Is there any advice on best the way to do this anywhere?
 
"The PCV system is needed. It should be a closed system tied back in after the MAF with no valve cover breathers."

Is there any advice on best the way to do this anywhere?
Look up catch cans. Tons written on it. You need valve cover breathers. The factory system had one that went into the Turbo intake. This coats the intercooler with oil mist. Add catch cans and it removes the oil mist.
 
"The PCV system is needed. It should be a closed system tied back in after the MAF with no valve cover breathers."

Is there any advice on best the way to do this anywhere?

Plug your valve cover breathers and let us know how that works out..
 
Any nice options to use to plug the valve cover breathers ?
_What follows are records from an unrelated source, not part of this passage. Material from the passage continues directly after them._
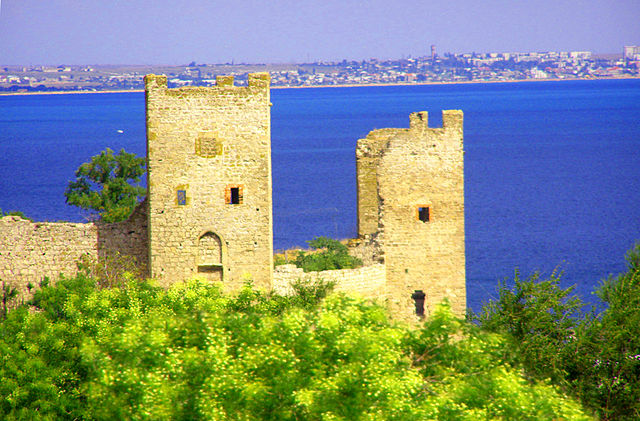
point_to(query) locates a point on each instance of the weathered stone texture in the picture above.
(208, 142)
(30, 251)
(208, 211)
(367, 281)
(414, 168)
I have the Oil fill breather on the driver and small pass breather.

Do not plug the valve covers. The valve cover breathers are the only means for the crank case to relieve pressure under boost. Do not listen to anyone who tells you to plug the valve covers. That is a big no-no.
 
"The PCV system is needed. It should be a closed system tied back in after the MAF with no valve cover breathers."

Is there any advice on best the way to do this anywhere?
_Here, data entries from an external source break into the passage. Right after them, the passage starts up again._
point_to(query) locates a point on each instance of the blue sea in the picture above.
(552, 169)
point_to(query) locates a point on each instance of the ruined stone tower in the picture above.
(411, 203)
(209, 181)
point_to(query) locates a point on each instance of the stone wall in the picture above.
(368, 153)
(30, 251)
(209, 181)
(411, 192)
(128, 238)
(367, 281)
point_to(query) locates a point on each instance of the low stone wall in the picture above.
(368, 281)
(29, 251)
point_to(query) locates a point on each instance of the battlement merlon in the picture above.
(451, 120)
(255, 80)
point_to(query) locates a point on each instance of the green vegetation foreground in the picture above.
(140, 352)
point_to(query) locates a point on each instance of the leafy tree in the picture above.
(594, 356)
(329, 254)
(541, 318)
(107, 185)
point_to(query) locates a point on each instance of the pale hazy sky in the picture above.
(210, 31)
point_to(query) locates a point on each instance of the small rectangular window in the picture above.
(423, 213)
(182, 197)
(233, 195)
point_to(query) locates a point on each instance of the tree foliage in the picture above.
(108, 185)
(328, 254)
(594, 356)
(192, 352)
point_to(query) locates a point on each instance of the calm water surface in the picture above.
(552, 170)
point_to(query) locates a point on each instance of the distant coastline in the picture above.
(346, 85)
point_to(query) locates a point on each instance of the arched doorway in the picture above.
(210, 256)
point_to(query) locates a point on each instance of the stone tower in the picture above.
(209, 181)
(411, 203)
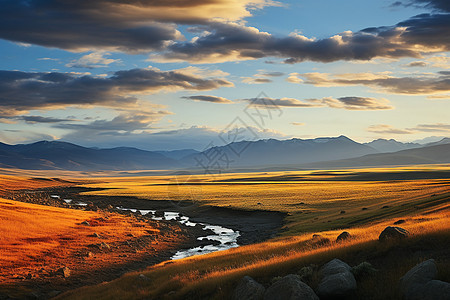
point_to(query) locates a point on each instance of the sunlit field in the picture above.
(314, 200)
(360, 201)
(214, 276)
I wrote up what I did here:
https://www.andrewdscott.com/?p=72

It's a two-circuit system with two catch cans. The regular PCV circuit is augmented with a check valve and a catch can. Capped breathers were used on the valve covers going to another catch can, then to the intake between the turbo and the MAF.

In normal operation (vacuum), the PCV functions normally, pulling from the lifter valley, which draws metered air from the intake tube through the engine, through the catch can, then into the intake manifold to be burned. When it goes into boost, the check valve closes and the circuit on the breathers reverses. Gas is drawn through the breathers into the intake tube by the turbocharger inlet.
 
I wrote up what I did here:
https://www.andrewdscott.com/?p=72

It's a two-circuit system with two catch cans. The regular PCV circuit is augmented with a check valve and a catch can. Capped breathers were used on the valve covers going to another catch can, then to the intake between the turbo and the MAF.

In normal operation (vacuum), the PCV functions normally, pulling from the lifter valley, which draws metered air from the intake tube through the engine, through the catch can, then into the intake manifold to be burned. When it goes into boost, the check valve closes and the circuit on the breathers reverses. Gas is drawn through the breathers into the intake tube by the turbocharger inlet.

I like your set up but there is some confusion when you say CAPPED BREATHERS. It vents through the hose fitting.

You have the right idea with a stock chip but aftermarket chips (like TT or BB) are configured to run with open breathers unless otherwise specified.
That has been verified. Prior to that I thought the same way with the air metering.
 
Last edited:
I like your set up but there is some confusion when you say CAPPED BREATHERS. It vents through the hose fitting.

You have the right idea with a stock chip but aftermarket chips (like TT or BB) are configured to run with open breathers unless otherwise specified.
That has been verified. Prior to that I thought the same way with the air metering.

I observed the opposite on my car with my TurboTweak 5.7 chip. With open vents to atmosphere, my BLMs would walk up into the mid 140s within about a minute of going closed loop. As soon as I implemented my system, they were down to 130-131.

Plus I could take my girlfriend out on a date in the car and we didn't smell like gasoline.
 
I observed the opposite on my car with my TurboTweak 5.7 chip. With open vents to atmosphere, my BLMs would walk up into the mid 140s within about a minute of going closed loop. As soon as I implemented my system, they were down to 130-131.

Plus I could take my girlfriend out on a date in the car and we didn't smell like gasoline.

I hate fumes in the cabin too and I LIKE your set up but you have another problem that you masked by drawing the pcv from the meter.
Ask Eric yourself.
 
IMO Turbo6 set up is the best way to do it if you don’t still have the stock breather tube from the passenger valve cover to the turbo inlet.

Just may want to specify this when ording chips.